Frequently asked questions

Why does CryptPad need two domains instead of one?
The sandbox domain isolates untrusted document content in a separate browser origin. This prevents a malicious document from accessing cookies or local storage belonging to your main session — it is a core security boundary, not optional.
Can I use a single wildcard certificate for both domains?
Yes. A certificate covering *.example.com is valid for both pad.example.com and sandbox.example.com. You can request a wildcard certificate with Certbot using the DNS-01 challenge via your DNS provider's API.
How do I update CryptPad to a new version?
Pull the latest image and recreate the container: run 'docker compose pull && docker compose up -d'. CryptPad may run database migrations on first start after an upgrade; watch the logs and do not interrupt the process.

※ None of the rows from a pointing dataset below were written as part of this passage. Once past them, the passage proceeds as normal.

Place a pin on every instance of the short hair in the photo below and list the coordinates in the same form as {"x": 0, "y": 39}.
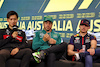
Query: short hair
{"x": 11, "y": 13}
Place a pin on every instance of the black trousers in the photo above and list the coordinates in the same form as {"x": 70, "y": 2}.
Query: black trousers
{"x": 23, "y": 54}
{"x": 54, "y": 53}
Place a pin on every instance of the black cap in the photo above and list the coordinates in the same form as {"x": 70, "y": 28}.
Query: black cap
{"x": 85, "y": 22}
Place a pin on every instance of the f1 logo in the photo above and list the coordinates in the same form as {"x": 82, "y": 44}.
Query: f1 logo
{"x": 1, "y": 2}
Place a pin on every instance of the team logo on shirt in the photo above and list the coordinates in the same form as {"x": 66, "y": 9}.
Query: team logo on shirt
{"x": 55, "y": 36}
{"x": 77, "y": 40}
{"x": 41, "y": 35}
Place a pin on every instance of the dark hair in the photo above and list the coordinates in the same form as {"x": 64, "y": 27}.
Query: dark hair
{"x": 11, "y": 13}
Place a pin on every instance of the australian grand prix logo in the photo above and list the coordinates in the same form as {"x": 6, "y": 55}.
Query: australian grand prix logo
{"x": 66, "y": 5}
{"x": 1, "y": 2}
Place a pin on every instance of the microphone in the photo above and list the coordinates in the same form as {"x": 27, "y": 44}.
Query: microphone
{"x": 15, "y": 28}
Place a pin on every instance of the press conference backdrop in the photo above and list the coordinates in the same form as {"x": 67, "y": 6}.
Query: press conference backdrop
{"x": 66, "y": 14}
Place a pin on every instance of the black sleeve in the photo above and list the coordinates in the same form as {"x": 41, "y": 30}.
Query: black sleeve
{"x": 24, "y": 43}
{"x": 2, "y": 40}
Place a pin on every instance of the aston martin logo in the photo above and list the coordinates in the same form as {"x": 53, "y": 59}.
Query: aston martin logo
{"x": 1, "y": 2}
{"x": 65, "y": 5}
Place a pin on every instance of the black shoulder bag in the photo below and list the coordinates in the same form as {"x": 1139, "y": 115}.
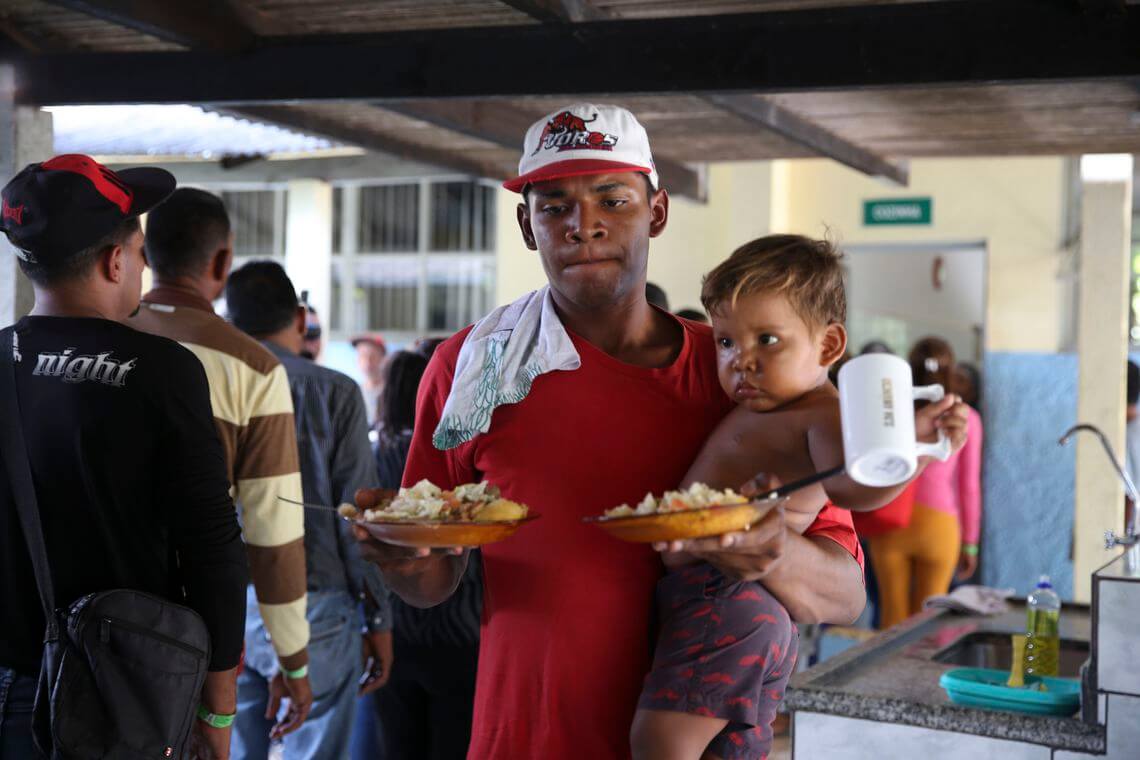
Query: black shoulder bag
{"x": 122, "y": 670}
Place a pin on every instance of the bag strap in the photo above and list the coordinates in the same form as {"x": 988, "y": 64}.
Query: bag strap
{"x": 19, "y": 474}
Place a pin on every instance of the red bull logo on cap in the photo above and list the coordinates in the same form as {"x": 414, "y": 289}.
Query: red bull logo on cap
{"x": 566, "y": 131}
{"x": 15, "y": 213}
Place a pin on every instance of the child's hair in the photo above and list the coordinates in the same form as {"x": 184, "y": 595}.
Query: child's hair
{"x": 806, "y": 271}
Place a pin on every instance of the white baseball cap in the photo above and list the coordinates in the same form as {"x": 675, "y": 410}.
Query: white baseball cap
{"x": 584, "y": 139}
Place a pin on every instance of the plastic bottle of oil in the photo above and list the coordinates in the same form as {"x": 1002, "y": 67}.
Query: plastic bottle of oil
{"x": 1042, "y": 637}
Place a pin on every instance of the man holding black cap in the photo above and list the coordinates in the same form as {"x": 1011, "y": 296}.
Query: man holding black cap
{"x": 129, "y": 473}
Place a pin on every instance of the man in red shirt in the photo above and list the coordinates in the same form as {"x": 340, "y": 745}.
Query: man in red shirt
{"x": 567, "y": 620}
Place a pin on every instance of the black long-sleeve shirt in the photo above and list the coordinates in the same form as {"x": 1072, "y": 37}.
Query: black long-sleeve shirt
{"x": 130, "y": 479}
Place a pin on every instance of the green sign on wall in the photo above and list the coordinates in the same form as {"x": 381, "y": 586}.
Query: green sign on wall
{"x": 897, "y": 211}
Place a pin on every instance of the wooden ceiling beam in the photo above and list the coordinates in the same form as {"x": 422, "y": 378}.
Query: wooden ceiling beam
{"x": 325, "y": 125}
{"x": 803, "y": 131}
{"x": 202, "y": 24}
{"x": 504, "y": 124}
{"x": 920, "y": 43}
{"x": 559, "y": 10}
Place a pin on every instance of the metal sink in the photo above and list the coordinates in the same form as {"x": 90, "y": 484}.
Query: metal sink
{"x": 992, "y": 650}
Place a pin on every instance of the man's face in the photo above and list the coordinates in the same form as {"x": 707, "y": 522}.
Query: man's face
{"x": 767, "y": 356}
{"x": 312, "y": 334}
{"x": 593, "y": 235}
{"x": 369, "y": 358}
{"x": 131, "y": 286}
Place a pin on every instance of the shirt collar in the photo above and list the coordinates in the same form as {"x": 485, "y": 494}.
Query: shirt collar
{"x": 178, "y": 296}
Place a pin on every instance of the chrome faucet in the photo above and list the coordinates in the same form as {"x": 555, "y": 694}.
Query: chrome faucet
{"x": 1110, "y": 538}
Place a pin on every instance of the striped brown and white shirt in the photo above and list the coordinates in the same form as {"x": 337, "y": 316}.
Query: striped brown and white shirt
{"x": 253, "y": 413}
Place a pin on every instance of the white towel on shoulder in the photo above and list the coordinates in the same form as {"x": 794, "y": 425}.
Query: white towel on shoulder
{"x": 498, "y": 361}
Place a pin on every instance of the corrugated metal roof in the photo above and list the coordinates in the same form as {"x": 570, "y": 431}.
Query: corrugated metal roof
{"x": 171, "y": 131}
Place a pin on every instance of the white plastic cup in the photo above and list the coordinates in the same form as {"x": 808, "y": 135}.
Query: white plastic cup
{"x": 877, "y": 400}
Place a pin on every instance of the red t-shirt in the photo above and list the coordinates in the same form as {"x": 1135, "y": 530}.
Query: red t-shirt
{"x": 566, "y": 631}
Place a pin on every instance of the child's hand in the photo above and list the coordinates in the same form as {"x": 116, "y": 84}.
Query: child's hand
{"x": 949, "y": 416}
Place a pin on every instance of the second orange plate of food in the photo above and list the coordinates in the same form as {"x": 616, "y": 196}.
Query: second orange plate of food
{"x": 684, "y": 523}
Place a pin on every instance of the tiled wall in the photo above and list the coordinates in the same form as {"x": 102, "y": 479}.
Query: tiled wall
{"x": 1028, "y": 480}
{"x": 832, "y": 736}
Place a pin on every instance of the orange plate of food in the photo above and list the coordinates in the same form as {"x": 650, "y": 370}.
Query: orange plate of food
{"x": 434, "y": 533}
{"x": 684, "y": 523}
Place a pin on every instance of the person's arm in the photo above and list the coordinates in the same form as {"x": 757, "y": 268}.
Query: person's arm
{"x": 267, "y": 467}
{"x": 205, "y": 536}
{"x": 820, "y": 579}
{"x": 352, "y": 467}
{"x": 204, "y": 530}
{"x": 420, "y": 577}
{"x": 969, "y": 498}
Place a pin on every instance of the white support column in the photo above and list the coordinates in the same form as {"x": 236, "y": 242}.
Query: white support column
{"x": 309, "y": 240}
{"x": 1102, "y": 334}
{"x": 25, "y": 137}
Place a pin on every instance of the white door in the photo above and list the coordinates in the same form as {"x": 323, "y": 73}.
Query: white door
{"x": 901, "y": 293}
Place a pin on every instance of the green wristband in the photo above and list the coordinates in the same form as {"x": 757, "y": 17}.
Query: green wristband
{"x": 214, "y": 719}
{"x": 300, "y": 672}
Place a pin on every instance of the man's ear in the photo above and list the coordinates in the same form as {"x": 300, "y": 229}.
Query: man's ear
{"x": 528, "y": 231}
{"x": 219, "y": 266}
{"x": 659, "y": 206}
{"x": 300, "y": 319}
{"x": 833, "y": 344}
{"x": 112, "y": 263}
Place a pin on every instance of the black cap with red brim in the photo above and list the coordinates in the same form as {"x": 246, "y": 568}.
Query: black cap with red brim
{"x": 56, "y": 209}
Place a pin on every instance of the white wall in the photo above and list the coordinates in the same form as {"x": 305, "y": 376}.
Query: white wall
{"x": 1015, "y": 205}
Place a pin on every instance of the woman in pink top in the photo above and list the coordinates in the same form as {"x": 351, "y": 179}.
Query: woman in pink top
{"x": 919, "y": 561}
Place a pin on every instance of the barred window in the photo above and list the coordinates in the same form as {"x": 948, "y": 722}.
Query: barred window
{"x": 258, "y": 220}
{"x": 413, "y": 256}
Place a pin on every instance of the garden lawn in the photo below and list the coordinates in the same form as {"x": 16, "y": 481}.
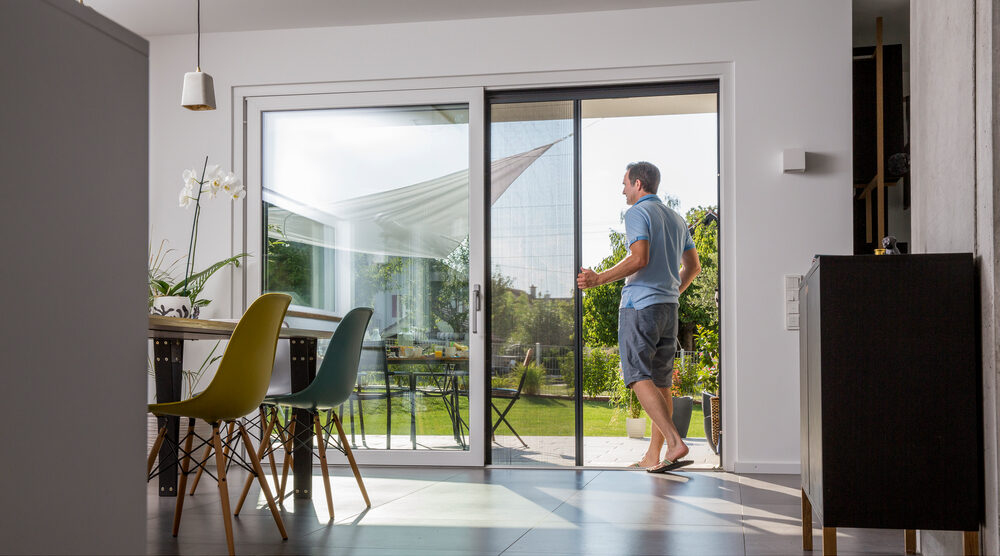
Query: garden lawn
{"x": 531, "y": 416}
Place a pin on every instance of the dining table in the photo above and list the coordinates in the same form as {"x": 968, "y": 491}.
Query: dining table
{"x": 444, "y": 373}
{"x": 169, "y": 334}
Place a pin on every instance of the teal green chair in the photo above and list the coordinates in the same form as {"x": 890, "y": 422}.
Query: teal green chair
{"x": 335, "y": 381}
{"x": 238, "y": 388}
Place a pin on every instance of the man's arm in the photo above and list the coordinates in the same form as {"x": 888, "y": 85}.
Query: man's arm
{"x": 691, "y": 267}
{"x": 636, "y": 260}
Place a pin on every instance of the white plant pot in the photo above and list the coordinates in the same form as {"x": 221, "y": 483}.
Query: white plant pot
{"x": 635, "y": 428}
{"x": 172, "y": 306}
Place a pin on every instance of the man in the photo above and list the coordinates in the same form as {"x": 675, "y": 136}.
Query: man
{"x": 662, "y": 262}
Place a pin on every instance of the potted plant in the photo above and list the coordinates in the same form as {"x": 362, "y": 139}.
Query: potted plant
{"x": 181, "y": 298}
{"x": 708, "y": 375}
{"x": 624, "y": 399}
{"x": 685, "y": 381}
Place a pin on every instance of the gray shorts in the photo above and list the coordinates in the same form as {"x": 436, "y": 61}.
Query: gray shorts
{"x": 647, "y": 340}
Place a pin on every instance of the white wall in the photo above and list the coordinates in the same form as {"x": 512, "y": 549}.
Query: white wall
{"x": 73, "y": 138}
{"x": 791, "y": 76}
{"x": 955, "y": 68}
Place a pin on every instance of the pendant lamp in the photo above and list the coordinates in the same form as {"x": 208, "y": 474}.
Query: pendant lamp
{"x": 199, "y": 89}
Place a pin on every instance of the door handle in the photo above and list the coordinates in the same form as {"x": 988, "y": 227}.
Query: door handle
{"x": 477, "y": 306}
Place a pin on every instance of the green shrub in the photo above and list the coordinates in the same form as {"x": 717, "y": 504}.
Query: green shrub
{"x": 623, "y": 399}
{"x": 600, "y": 370}
{"x": 707, "y": 340}
{"x": 685, "y": 380}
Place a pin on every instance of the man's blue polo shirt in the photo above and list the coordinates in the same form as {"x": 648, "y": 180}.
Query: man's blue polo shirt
{"x": 668, "y": 237}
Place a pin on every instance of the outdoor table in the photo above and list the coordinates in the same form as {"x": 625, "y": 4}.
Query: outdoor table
{"x": 446, "y": 382}
{"x": 168, "y": 335}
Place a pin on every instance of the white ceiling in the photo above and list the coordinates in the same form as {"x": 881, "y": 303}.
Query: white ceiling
{"x": 169, "y": 17}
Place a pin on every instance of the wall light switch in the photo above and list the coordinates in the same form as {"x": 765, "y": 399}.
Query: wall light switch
{"x": 792, "y": 322}
{"x": 793, "y": 160}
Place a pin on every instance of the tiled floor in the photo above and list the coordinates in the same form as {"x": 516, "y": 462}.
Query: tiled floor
{"x": 447, "y": 511}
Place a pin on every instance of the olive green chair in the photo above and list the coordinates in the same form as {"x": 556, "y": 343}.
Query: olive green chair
{"x": 333, "y": 385}
{"x": 238, "y": 388}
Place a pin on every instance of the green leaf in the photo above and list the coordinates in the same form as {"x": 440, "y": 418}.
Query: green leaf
{"x": 196, "y": 282}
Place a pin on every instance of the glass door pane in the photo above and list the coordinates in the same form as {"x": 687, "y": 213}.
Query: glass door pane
{"x": 532, "y": 283}
{"x": 677, "y": 133}
{"x": 370, "y": 207}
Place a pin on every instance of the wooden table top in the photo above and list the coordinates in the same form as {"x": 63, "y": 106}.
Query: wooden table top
{"x": 198, "y": 329}
{"x": 428, "y": 359}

Is data actually private from the server operator?
Document content is encrypted before it leaves the browser using keys derived from the URL fragment, which is never sent to the server. The server stores only ciphertext. However, metadata such as account existence, timestamps, and IP addresses in logs may still be visible to the operator.
How do I back up CryptPad data?
Stop or pause the cryptpad container, then archive the entire /opt/cryptpad/data directory. The datastore, blob, and pins subdirectories contain all document data and user accounts. Restore by replacing those directories before restarting.